La rinascita del cigno

Ci siamo ricaduti, con gli occhi spalancati, sapendo bene cosa ci fosse dietro la spavalderia del far finta di niente. Sperando forse che affrontare il nemico con indifferenza, mentendo perfino a noi stessi, l’avrebbe reso incapace di aggredire; ma sapendo bene dentro di noi che il sopraggiungere dell’autunno gli avrebbe dato nuovo vigore. 

Abbiamo preso a un certo punto anche a ingrossare le file dei negazionisti, mine vaganti e diffusori scellerati del contagio, anche solo ascoltarli con più attenzione perché poteva farci comodo quando sono arrivati i primi DPCM, le prime limitazioni, indispensabili per frenare il frantumarsi di una diga – ancora in riparazione dopo l’ecatombe della scorsa primavera – alla debordante seconda ondata. 

Si dice da sempre “magari potessero prevedersi i terremoti!”. Nell’unico caso in cui l’evolversi di un dramma – che è di sofferenza fisica, economica, sociale – era ampiamente previsto, non abbiamo saputo proteggerci.
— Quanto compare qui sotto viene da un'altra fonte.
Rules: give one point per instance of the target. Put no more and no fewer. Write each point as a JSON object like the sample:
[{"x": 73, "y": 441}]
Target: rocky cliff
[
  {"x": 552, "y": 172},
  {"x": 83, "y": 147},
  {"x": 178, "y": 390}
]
Incaute cicale incapaci di approfittare dell’estate per far scorta di precauzione e prudenza, senza più l’attenuante di doversi trovare a fronteggiare un nemico invisibile ma con la possibilità di indebolirlo semplicemente con tre armi: distanziamento sociale, mascherine usate correttamente, lavaggio accurato delle mani. 
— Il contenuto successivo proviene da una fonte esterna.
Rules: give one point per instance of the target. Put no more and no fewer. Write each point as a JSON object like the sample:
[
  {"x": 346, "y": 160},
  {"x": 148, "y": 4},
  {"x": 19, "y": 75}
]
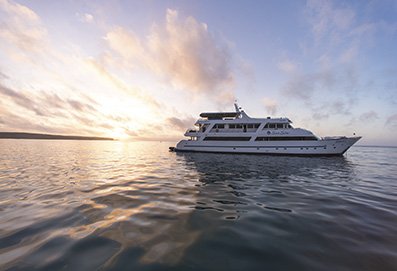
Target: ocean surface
[{"x": 92, "y": 205}]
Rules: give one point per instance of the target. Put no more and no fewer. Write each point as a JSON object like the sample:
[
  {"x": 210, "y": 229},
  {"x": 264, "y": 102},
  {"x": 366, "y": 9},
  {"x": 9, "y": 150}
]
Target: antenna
[{"x": 236, "y": 106}]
Come nel dipinto del pittore Ugo Moscatelli, che ha raffigurato un lockdown drammatico e accecante, è stato come incatenarci da soli, immersi in un metaforico sangue che è stato versato e che ancora continua a mietere vittime in tutto il mondo.  Immagini che sembravano surreali creazioni artistiche le abbiamo viste reali, come nella “stanza degli abbracci” della casa di cura di Castelfranco Veneto dove a coppie di anziani separati dal virus è consentito di abbracciarsi e baciarsi coperti dalla testa ai piedi da un mantello di plastica, assomigliando in modo drammatico e emozionante agli amanti incappucciati di Magritte. 

Quello che avremmo probabilmente potuto evitare si è ripetuto in queste ultime lunghissime settimane, il bollettino dei decessi laddove si era fermato ha ripreso a gonfiarsi e le strutture ospedaliere a congestionarsi; e le piazze, le scuole, le strade a tornar deserte, con le saracinesche aperte ma i negozi vuoti. Perché intanto poi la paura ha ripreso a far novanta. 
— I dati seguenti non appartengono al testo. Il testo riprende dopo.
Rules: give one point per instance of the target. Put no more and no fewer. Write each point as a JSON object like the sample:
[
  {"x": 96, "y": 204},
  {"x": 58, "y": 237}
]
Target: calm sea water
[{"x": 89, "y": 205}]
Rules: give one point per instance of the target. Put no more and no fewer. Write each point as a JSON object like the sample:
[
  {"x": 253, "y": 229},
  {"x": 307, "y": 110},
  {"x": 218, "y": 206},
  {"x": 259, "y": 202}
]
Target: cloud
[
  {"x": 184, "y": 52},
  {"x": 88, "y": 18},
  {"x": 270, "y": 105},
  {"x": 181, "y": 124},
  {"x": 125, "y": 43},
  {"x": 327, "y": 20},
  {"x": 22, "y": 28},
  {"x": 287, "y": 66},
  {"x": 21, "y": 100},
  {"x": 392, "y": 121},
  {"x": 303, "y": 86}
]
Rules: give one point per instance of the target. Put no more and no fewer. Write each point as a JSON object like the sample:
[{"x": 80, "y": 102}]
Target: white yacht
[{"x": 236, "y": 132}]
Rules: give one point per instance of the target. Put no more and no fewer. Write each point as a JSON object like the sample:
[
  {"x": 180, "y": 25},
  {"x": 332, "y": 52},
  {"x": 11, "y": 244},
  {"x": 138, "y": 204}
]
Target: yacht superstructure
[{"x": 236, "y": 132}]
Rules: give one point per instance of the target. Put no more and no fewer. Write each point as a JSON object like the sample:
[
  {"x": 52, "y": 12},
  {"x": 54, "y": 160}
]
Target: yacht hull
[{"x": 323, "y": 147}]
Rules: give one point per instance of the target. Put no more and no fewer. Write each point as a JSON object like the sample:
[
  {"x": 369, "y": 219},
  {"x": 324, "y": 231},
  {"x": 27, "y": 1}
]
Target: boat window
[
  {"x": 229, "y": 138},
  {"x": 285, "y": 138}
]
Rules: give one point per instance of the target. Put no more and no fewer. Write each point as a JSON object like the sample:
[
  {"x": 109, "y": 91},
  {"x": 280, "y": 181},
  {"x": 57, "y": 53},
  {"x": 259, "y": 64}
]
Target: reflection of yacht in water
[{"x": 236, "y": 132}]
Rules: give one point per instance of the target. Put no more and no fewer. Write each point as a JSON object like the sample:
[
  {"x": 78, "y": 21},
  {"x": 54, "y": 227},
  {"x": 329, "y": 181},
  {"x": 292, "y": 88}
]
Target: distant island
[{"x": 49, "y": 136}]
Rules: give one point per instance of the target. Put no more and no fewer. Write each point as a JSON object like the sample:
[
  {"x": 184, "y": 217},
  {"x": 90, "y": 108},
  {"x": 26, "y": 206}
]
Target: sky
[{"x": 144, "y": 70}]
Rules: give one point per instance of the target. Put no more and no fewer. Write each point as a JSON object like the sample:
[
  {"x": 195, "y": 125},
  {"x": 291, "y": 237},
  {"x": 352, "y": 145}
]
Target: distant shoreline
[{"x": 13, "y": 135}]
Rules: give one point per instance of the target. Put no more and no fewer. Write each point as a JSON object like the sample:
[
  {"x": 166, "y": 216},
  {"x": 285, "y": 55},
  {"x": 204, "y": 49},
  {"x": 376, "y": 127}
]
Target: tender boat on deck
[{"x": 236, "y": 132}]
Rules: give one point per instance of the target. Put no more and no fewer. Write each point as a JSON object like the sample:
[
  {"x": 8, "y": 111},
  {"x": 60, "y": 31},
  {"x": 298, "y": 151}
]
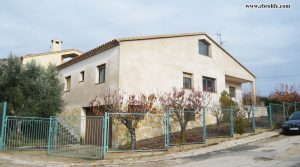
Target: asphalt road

Al momento di andare in stampa leggiamo di una prima, timida inversione della curva dei contagi. E d’un tratto la magia dell’arte trasforma l’autoritratto in cui ci eravamo riconosciuti.  Quella figura incappucciata – che tanto ricorda la “maschera della morte rossa” narrata da Edgar Allan Poe, riuscita a infilarsi nel castello dove il principe aveva creduto di potersi rifugiare dall’epidemia di peste con la sua corte – vorremmo immaginarla come il fantasma del virus, finalmente immobilizzato con corde pesanti, vinto, annientato, mentre usciamo da questo diluvio universale che ci ha sommerso d’improvviso. La colomba bianca che ne segnerà la fine – che sia col vaccino aiutato dal nostro buon senso – la immaginiamo invece rappresentata da un cigno. In un video commovente diffuso qualche settimana fa sui media in rete, un’anziana donna malata di Alzheimer, che era stata la prima ballerina del New York Ballet, con una cuffia messa alle orecchie prende a dispiegarsi come un cigno che sta nascendo, pur nelle struggenti note che ne accompagnano la morte, aprendosi con le braccia e le mani ormai deformi a una danza della quale d’istinto riappaiono le movenze mentre lo sguardo ormai spento le si riaccende e il volto si innalza verso il cielo. L’attore Banderas pare abbia detto “Tchaikovsky si è preso gioco dell’Alzheimer”, il morbo che per antonomasia toglie i ricordi.  E allora noi la fiducia la riponiamo nell’infinita potenza del cuore, della mente, della passione, dell’Umanità che sa oltrepassare ogni ostacolo, che sta riuscendo a creare vaccini in tempi ritenuti impossibili fino a pochi mesi fa; che ha ceduto nel mostrarsi debole ma che ora sta facendo di tutto per riprendere in mano la vita.